Stumbling blocks on the way to the construction of a £30m road serving thousands of houses yet to be built have disappeared.

On the first day of a public inquiry into Swindon’ Borough Council’s plan to make compulsory purchases of several parcels of land from different owners to construct the southern connector road for the 8,000 house New Eastern Villages expansion, it was confirmed most objections have been dropped.

Included in those people reconciled to the scheme are ten landowners whose property towards the southern end of the route of the road as it approaches the Commonhead Roundabout.

They had wanted to be compensated for land between the A419 and the road which would be cut off from the rest of their agricultural land, which is mainly used for grazing stock.

They were all represented by George Paton of WebbPaton, chartered surveyors based in Royal Wotton Bassett.

Mr Paton said the council and his clients had come to an agreement after a number of years of discussion, and he declined to comment further.

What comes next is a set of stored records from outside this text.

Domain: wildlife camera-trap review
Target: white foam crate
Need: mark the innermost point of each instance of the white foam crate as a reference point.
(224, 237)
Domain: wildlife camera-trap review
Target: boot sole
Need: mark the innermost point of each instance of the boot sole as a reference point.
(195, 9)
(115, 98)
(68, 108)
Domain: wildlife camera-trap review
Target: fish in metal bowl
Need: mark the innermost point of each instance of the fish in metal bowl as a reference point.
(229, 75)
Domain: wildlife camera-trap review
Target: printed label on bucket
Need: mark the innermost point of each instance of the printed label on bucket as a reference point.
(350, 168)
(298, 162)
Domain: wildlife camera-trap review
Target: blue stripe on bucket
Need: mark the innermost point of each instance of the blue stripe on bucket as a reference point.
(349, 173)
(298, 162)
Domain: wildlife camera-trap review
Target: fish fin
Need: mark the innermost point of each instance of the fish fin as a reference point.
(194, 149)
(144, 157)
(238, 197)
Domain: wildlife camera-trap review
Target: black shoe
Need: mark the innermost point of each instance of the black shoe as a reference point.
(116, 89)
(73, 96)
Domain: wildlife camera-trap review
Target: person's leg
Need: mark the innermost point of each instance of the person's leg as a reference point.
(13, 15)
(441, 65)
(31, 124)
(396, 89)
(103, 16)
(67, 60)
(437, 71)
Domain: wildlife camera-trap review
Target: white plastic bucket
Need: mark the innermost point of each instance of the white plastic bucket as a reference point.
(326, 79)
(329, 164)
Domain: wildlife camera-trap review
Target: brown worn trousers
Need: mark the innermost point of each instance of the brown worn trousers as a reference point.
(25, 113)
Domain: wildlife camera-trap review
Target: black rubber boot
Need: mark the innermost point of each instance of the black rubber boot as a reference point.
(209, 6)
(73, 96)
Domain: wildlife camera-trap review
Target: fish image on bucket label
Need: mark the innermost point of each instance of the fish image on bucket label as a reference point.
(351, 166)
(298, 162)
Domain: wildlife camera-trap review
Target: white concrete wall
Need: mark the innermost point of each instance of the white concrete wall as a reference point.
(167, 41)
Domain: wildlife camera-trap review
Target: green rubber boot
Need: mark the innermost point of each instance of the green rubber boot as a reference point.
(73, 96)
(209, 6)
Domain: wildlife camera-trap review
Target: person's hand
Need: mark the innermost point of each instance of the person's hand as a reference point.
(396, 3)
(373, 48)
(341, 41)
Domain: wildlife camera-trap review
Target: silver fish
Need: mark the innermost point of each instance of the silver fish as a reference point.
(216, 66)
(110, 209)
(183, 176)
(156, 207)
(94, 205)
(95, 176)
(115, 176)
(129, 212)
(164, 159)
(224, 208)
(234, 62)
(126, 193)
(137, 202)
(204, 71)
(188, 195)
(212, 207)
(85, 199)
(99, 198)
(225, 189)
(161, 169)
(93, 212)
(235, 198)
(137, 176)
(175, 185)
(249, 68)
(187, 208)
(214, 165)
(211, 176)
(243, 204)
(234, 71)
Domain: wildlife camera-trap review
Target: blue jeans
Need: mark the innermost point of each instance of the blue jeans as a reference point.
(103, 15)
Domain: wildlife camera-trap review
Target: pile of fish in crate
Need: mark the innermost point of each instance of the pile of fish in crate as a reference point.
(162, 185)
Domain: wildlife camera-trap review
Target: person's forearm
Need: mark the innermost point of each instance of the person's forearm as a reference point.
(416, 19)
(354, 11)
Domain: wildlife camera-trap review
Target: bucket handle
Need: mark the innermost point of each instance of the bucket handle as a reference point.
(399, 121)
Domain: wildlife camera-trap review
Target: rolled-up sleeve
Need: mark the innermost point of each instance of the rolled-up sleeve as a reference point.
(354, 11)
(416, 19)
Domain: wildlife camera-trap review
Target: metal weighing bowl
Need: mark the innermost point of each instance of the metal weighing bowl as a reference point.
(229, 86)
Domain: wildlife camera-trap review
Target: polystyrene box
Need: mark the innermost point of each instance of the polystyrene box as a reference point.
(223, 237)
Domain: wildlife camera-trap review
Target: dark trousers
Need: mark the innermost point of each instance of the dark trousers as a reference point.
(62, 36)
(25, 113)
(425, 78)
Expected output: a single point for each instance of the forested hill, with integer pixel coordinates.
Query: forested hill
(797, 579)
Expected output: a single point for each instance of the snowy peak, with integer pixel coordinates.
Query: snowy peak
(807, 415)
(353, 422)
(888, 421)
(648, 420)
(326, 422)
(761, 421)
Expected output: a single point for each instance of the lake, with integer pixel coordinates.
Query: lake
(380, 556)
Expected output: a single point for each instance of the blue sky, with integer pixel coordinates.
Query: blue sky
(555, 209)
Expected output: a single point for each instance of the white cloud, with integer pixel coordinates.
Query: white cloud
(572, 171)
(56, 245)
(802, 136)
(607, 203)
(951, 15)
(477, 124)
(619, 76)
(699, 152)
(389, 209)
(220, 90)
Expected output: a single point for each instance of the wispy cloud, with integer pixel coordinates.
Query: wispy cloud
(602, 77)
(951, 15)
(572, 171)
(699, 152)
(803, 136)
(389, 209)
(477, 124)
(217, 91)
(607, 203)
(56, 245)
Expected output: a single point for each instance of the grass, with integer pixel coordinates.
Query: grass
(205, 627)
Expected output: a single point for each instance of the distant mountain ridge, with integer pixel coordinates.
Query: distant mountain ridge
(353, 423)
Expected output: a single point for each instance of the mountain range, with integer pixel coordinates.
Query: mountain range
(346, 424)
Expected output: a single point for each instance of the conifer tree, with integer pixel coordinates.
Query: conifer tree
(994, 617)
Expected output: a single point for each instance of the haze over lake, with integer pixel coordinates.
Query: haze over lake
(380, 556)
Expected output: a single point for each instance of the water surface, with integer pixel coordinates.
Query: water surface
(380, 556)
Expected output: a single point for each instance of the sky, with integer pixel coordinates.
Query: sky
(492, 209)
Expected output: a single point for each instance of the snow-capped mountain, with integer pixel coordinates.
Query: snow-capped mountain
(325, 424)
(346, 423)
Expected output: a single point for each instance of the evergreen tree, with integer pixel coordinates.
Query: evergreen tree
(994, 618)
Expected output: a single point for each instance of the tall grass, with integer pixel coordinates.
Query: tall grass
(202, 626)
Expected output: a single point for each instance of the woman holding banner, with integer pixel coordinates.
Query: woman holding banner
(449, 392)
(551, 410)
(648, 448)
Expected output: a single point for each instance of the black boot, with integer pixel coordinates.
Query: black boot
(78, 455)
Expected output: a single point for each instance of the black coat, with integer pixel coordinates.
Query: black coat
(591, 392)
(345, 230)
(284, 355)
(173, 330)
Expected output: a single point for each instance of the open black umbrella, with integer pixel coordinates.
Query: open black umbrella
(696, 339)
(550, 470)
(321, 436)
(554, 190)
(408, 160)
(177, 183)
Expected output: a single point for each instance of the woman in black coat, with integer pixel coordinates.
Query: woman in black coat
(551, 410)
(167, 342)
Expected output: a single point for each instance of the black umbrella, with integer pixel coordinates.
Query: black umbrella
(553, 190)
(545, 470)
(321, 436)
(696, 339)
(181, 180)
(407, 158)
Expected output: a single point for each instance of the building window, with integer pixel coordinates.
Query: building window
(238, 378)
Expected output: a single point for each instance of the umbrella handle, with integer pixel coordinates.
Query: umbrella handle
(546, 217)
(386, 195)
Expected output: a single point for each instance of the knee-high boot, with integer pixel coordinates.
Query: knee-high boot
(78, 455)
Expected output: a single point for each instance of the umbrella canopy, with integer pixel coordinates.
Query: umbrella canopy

The government-appointed inspector Karen Ridge opened the hearing at the council chamber in Euclid Street.

She said she would be making the final decision on whether the council would be allowed to buy the land - and said: “I want to know about planning permission for this scheme and the NEV development, I need to know it's realistic and likely to come forward in good time and that funding is available."

The borough council’s lawyer Richard Harwood QC said: “There is a compelling case in the public interest for the acquisition of the land.”

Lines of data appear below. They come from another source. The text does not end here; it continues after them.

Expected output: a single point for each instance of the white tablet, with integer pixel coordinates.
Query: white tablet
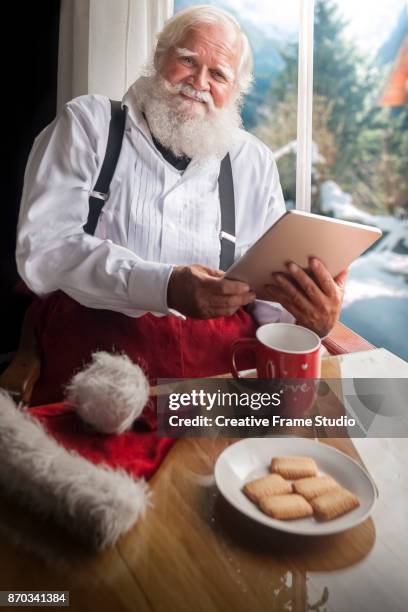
(296, 236)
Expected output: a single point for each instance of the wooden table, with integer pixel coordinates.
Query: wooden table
(194, 552)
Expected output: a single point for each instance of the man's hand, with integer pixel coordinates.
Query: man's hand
(314, 302)
(202, 293)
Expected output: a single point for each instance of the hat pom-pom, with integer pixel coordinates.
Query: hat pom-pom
(109, 393)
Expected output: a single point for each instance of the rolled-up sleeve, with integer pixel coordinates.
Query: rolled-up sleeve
(53, 251)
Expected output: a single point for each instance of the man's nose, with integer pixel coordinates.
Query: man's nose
(200, 79)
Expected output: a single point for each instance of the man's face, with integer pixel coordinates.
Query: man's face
(204, 65)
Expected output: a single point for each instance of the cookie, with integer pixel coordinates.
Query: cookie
(272, 484)
(285, 507)
(333, 504)
(312, 487)
(293, 467)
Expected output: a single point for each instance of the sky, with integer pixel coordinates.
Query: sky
(371, 21)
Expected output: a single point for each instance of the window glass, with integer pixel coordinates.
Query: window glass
(360, 135)
(360, 138)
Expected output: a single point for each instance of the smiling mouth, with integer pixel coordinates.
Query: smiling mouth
(191, 98)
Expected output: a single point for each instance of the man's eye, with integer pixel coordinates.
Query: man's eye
(218, 75)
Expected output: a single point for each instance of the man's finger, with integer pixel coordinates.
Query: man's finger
(323, 277)
(341, 278)
(291, 292)
(233, 301)
(231, 287)
(307, 284)
(282, 298)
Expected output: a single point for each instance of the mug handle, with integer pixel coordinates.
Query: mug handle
(240, 345)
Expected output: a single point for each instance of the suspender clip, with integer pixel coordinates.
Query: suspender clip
(100, 195)
(227, 236)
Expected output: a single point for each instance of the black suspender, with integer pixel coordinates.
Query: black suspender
(100, 193)
(227, 201)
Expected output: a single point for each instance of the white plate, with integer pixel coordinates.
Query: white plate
(250, 458)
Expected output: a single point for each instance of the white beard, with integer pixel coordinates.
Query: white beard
(185, 127)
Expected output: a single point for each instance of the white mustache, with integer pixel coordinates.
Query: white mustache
(188, 90)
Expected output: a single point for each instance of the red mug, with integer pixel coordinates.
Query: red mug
(285, 351)
(282, 350)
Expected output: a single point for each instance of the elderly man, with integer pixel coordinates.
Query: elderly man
(148, 281)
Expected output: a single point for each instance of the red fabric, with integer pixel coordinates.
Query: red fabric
(139, 452)
(165, 347)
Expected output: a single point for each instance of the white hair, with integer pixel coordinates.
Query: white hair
(188, 19)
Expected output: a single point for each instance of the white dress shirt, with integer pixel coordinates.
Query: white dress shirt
(155, 217)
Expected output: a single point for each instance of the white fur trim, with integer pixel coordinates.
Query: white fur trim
(109, 393)
(96, 503)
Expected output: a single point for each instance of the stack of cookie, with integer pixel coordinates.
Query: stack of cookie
(294, 490)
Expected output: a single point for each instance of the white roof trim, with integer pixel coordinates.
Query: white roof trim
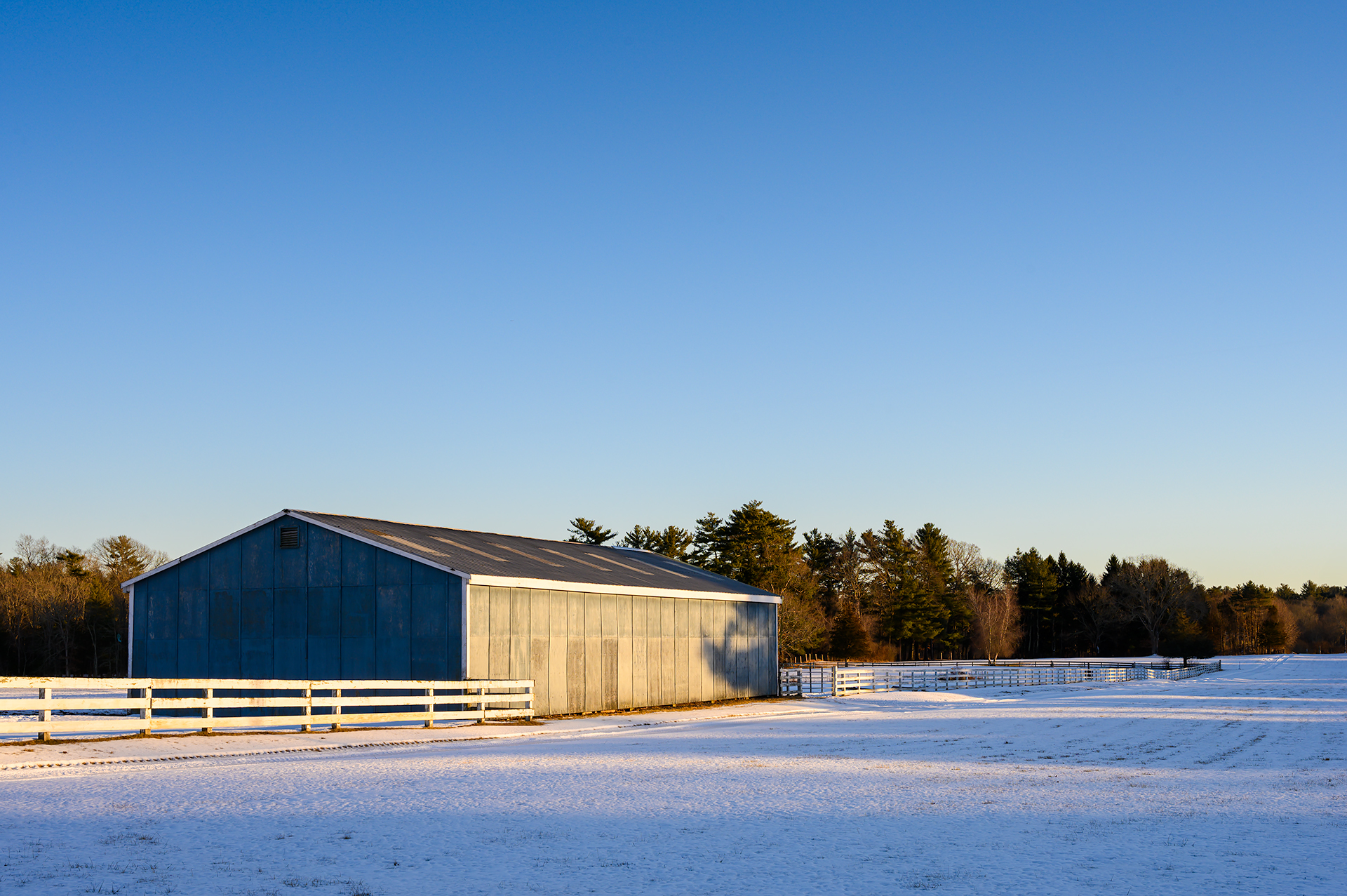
(384, 547)
(638, 591)
(311, 522)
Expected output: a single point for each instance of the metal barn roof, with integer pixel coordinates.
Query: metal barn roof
(511, 561)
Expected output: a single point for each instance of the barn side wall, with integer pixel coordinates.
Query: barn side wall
(332, 608)
(590, 653)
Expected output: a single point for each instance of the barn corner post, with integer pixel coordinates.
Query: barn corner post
(131, 623)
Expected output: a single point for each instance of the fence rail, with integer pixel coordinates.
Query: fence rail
(311, 702)
(840, 681)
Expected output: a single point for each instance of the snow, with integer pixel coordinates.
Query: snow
(1229, 783)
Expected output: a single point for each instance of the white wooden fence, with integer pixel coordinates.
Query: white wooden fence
(39, 710)
(840, 681)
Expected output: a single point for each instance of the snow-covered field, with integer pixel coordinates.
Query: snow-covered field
(1229, 783)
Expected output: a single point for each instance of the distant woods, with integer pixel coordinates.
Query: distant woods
(878, 594)
(888, 594)
(62, 610)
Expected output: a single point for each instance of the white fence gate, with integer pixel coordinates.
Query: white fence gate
(838, 681)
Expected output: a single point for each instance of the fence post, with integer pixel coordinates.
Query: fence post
(208, 711)
(45, 714)
(147, 711)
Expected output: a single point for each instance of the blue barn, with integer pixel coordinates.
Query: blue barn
(319, 596)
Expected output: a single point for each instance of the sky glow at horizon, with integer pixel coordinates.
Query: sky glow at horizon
(1055, 276)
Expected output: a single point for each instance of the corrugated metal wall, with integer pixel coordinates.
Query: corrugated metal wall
(590, 653)
(332, 608)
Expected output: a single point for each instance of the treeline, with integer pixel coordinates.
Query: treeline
(885, 594)
(880, 594)
(62, 610)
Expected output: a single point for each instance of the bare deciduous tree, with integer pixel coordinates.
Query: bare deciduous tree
(1097, 610)
(996, 620)
(1151, 589)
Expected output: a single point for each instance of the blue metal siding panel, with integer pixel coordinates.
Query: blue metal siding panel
(394, 570)
(162, 660)
(430, 610)
(259, 558)
(429, 659)
(291, 612)
(434, 624)
(194, 658)
(224, 658)
(357, 562)
(394, 610)
(357, 658)
(357, 612)
(323, 658)
(256, 616)
(291, 562)
(224, 616)
(394, 658)
(193, 613)
(161, 607)
(256, 660)
(325, 612)
(290, 658)
(225, 566)
(323, 558)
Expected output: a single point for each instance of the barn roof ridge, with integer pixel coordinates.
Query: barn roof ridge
(518, 561)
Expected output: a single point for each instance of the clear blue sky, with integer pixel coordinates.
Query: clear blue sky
(1068, 276)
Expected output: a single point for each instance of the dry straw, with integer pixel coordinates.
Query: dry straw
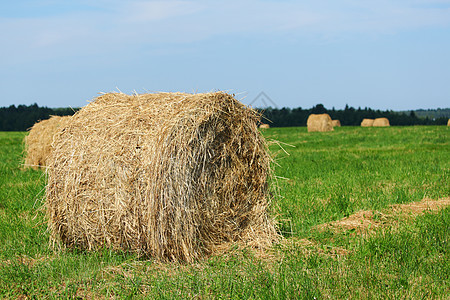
(381, 122)
(367, 123)
(336, 123)
(169, 175)
(38, 143)
(321, 122)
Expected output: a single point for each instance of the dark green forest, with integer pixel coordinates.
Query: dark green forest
(22, 117)
(350, 116)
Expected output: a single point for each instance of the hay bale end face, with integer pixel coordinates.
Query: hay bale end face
(38, 143)
(336, 123)
(381, 122)
(367, 123)
(166, 175)
(319, 122)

He said it was critical for the southern reaches of the New Eastern Villages developments and added: “There is no alternative to taking a southern route to the Commonhead Roundabout and half of the NEV could not come forward without the road."

He added there was nothing to stop the councils' ability to start work: planning permission had been granted and full funding for the scheme had bee acquired from central government grants and developer contributions.

Highways designer Amin Saadaie told the inspector the road had been designed to cross a flood zone at its narrowest point, and avoided woodlands, farm buildings and all but one area of archaeological interest.

The hearing is expected to last a number of days and the inspector's decision will be made public in several weeks' time.